Results 5016 references were identified and 40 studies included. 49 risk of bias assessments were carried out (one for each population and method evaluated). High risk of patient selection bias was found in 98% (48/49) of assessments and high or unclear risk of bias from performance or interpretation of the serological test in 73% (36/49). Only 10% (4/40) of studies included outpatients. Only two studies evaluated tests at the point of care. For each method of testing, pooled sensitivity and specificity were not associated with the immunoglobulin class measured. The pooled sensitivity of ELISAs measuring IgG or IgM was 84.3% (95% confidence interval 75.6% to 90.9%), of LFIAs was 66.0% (49.3% to 79.3%), and of CLIAs was 97.8% (46.2% to 100%). In all analyses, pooled sensitivity was lower for LFIAs, the potential point-of-care method. Pooled specificities ranged from 96.6% to 99.7%. Of the samples used for estimating specificity, 83% (10 465/12 547) were from populations tested before the epidemic or not suspected of having covid-19. Among LFIAs, pooled sensitivity of commercial kits (65.0%, 49.0% to 78.2%) was lower than that of non-commercial tests (88.2%, 83.6% to 91.3%). Heterogeneity was seen in all analyses. Sensitivity was higher at least three weeks after symptom onset (ranging from 69.9% to 98.9%) compared with within the first week (from 13.4% to 50.3%).

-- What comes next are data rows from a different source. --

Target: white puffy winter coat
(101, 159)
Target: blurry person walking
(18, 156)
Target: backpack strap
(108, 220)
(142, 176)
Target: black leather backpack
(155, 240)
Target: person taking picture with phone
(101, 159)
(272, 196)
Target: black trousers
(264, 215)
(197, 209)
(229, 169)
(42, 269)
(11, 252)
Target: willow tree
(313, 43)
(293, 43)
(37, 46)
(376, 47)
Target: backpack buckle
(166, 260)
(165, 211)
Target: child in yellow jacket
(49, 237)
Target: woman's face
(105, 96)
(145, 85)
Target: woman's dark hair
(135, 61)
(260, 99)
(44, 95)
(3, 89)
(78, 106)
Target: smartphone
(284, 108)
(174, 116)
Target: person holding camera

Conclusion Higher quality clinical studies assessing the diagnostic accuracy of serological tests for covid-19 are urgently needed. Currently, available evidence does not support the continued use of existing point-of-care serological tests.
Study registration PROSPERO CRD42020179452.
Accurate and rapid diagnostic tests will be critical for achieving control of coronavirus disease 2019 (covid-19), a pandemic illness caused by severe acute respiratory syndrome coronavirus 2 (SARS-CoV-2). Diagnostic tests for covid-19 fall into two main categories: molecular tests that detect viral RNA, and serological tests that detect anti-SARS-CoV-2 immunoglobulins. Reverse transcriptase polymerase chain reaction (RT-PCR), a molecular test, is widely used as the reference standard for diagnosis of covid-19; however, limitations include potential false negative results,12 changes in diagnostic accuracy over the disease course,3 and precarious availability of test materials.4 Serological tests have generated substantial interest as an alternative or complement to RT-PCR in the diagnosis of acute infection, as some might be cheaper and easier to implement at the point of care. A clear advantage of these tests over RT-PCR is that they can identify individuals previously infected by SARS-CoV-2, even if they never underwent testing while acutely ill. As such, serological tests could be deployed as surveillance tools to better understand the epidemiology of SARS-CoV-2 and potentially inform individual risk of future disease.
Many serological tests for covid-19 have become available in a short period, including some marketed for use as rapid, point-of-care tests. The pace of development has, however, exceeded that of rigorous evaluation, and important uncertainty about test accuracy remains.5 We undertook a systematic review and meta-analysis to assess the diagnostic accuracy of serological tests for SARS-CoV-2 infection. Our objectives were to evaluate the quality of the available evidence, to compare pooled sensitivities and specificities of different test methods, and to identify study, test, and patient characteristics associated with test accuracy.
Search strategy and selection criteria
Our systematic review and meta-analysis is reported according to the preferred reporting items for systematic reviews and meta-analyses (PRISMA) guidelines6 (see supplementary file). We searched Ovid-Medline for studies published in 2020, with no restrictions on language. Subject headings/subheadings (when applicable) combined with text words were used for the concepts of covid-19 (or SARS-CoV-2) and serological tests. The supplementary file provides the complete search strategy, run on 6 April 2020 and repeated on 30 April 2020. To identify pre-peer reviewed (preprints) studies, we searched the entire list of covid-19 preprints from medRxiv and bioRxiv (https://connect.medrxiv.org/relate/content/181) initially on 4 April 2020, and again on 28 April 2020. We also considered articles referred by colleagues or identified in references of included studies.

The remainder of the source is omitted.